Sophie Kinsella, l’autrice di I love shopping, è morta a 55 anni, dopo una lunga malattia tenuta riservata per anni. La notizia è arrivata come un fulmine a ciel sereno, diffusa dalla famiglia poche ore fa: un annuncio asciutto, dignitoso, che ha colto il pubblico completamente impreparato.
«Nonostante la sua malattia, che ha portato con inimmaginabile coraggio, Sophie si considerava davvero fortunata ad avere una famiglia e amici così meravigliosi, e ad aver avuto lo straordinario successo della sua carriera di scrittrice. Non dava nulla per scontato ed è stata per sempre grata per l'amore che ha ricevuto», si legge nella nota.
Per molti non era solo una scrittrice da milioni di copie: era una voce che aveva insegnato a ridere dei propri guai, a riconoscersi nelle fragilità, a trovare nella moda un modo per esprimere identità e desideri. La sua scomparsa chiude un capitolo fondamentale della narrativa contemporanea, ma lascia anche una grande eredità.
È stata la prima fashion addicted ad autodenunciarsi con brio e ironia. Tanto che quel primo libro che l’ha fatta conoscere al mondo e ha inaugurato il florido filone del “chick lit” ha venduto oltre 40 milioni di copie nel mondo. Era il 2000, prima delle torri e delle certezze che venivano giù. Si poteva ancora sognare con la sua Becky e con lei combinare guai, senza scomodare diagnosi di dipendenze e altro.
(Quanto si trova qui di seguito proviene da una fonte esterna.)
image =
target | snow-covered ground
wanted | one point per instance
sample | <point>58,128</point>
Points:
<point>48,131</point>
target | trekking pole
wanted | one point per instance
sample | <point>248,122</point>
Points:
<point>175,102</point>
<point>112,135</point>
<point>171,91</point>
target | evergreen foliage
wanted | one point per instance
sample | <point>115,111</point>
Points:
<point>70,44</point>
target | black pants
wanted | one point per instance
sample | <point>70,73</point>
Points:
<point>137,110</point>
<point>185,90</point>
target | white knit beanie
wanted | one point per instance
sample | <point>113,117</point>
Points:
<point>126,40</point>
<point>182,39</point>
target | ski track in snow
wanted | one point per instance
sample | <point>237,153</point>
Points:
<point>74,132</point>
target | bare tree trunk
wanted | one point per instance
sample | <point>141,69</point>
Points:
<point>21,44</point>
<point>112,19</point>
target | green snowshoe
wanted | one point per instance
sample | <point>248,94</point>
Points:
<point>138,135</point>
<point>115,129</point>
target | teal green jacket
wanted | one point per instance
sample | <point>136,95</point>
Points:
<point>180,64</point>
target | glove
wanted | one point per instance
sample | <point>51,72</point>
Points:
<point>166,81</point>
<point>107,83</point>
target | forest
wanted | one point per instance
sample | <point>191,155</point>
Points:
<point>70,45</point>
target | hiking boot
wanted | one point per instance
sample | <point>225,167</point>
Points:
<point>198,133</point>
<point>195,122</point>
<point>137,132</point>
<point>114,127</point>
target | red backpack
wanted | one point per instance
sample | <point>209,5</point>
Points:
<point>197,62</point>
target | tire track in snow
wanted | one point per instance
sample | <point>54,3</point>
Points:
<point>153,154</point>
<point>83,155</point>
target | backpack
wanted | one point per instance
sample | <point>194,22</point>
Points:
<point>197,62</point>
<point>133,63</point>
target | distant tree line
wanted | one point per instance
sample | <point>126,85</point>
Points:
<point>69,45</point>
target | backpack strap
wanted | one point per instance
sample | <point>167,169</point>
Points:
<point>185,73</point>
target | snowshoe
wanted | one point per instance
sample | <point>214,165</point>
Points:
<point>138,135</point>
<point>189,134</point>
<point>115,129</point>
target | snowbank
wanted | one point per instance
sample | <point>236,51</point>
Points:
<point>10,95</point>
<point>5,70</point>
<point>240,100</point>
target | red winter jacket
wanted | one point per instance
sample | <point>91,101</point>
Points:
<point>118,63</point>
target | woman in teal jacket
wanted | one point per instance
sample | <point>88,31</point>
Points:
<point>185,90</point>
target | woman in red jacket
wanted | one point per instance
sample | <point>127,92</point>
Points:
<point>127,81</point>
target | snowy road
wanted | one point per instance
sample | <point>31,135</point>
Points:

Shopaholic era quasi un bel gioco che certo dura poco quando la carta non funziona più. Ma Sophie aveva centrato l’obiettivo di quel mondo avido di vivere e comprare, ed essere insieme a un abito che più che mai faceva esistere.
Per questo al primo I Love Shopping sono seguiti numerosi sequel, tanti quanti gli scompartimenti di una cabina armadio degna di questo nome. Shopping in giro per il mondo, da Las Vegas a Venezia, e in tutti i momenti della vita, dal vestito bianco al baby. Senza dimenticare i numerosi altri romanzi e quelli dedicati ai bambini.
Già, i bambini. Tra un best seller e l’altro ne ha messi al mondo cinque. Perché se il successo le è valso un tesoro, questa ragazza aveva ben chiare le sue priorità: i 5 figli, il matrimonio, una vita sorridente e lieve come raccontano amici e colleghi. Tutto prima di questa fine annunciata tre anni fa, vissuta con una dignità rara.
Sui social il lutto di migliaia di lettori, quegli stessi social che non esistevano quando lei mandava in giro la sua eroina a fare compere. Non erano ancora online, ma ci si affannava sui tacchi con i sacchetti al braccio, sudate e felici. Ebbre di un amore per la moda che pochi come lei hanno saputo raccontare.
Con Becky Bloomwood, Kinsella non ha semplicemente creato un personaggio: ha creato un modello narrativo. La moda non è più sfondo, ma motore psicologico. Ogni acquisto è un’emozione, un bisogno, una fuga, una dichiarazione. È identità pura.
Questa intuizione ha generato un filone che, negli anni, ha invaso cinema, tv e cultura pop. Da Il diavolo veste Prada a Ugly Betty, fino a Emily in Paris: tutti debitori di quella grammatica brillante e febbrile in cui desiderio, stile e vita quotidiana si intrecciano senza complessi.
Kinsella, insieme a Helen Fielding con Il Diario di Bridget Jones,ha aperto la strada a una narrativa femminile diretta, intelligente, imperfetta e autentica. Ha creato un genere. Ha dato voce a un modo di vivere che la critica ha spesso sottovalutato, ma che ha formato intere generazioni.
Non c’è influencer che non abbia, consapevolmente o meno, ereditato quella struttura narrativa: la confessione, l’imprevisto, il consumo come autorappresentazione, la vulnerabilità che si trasforma in racconto.
La sua eredità non può essere più evidente: aver reso la moda un linguaggio. Aver trasformato l’ironia in un dispositivo emotivo. Aver insegnato che la leggerezza, quando è onesta, arriva più lontano di qualsiasi dramma costruito.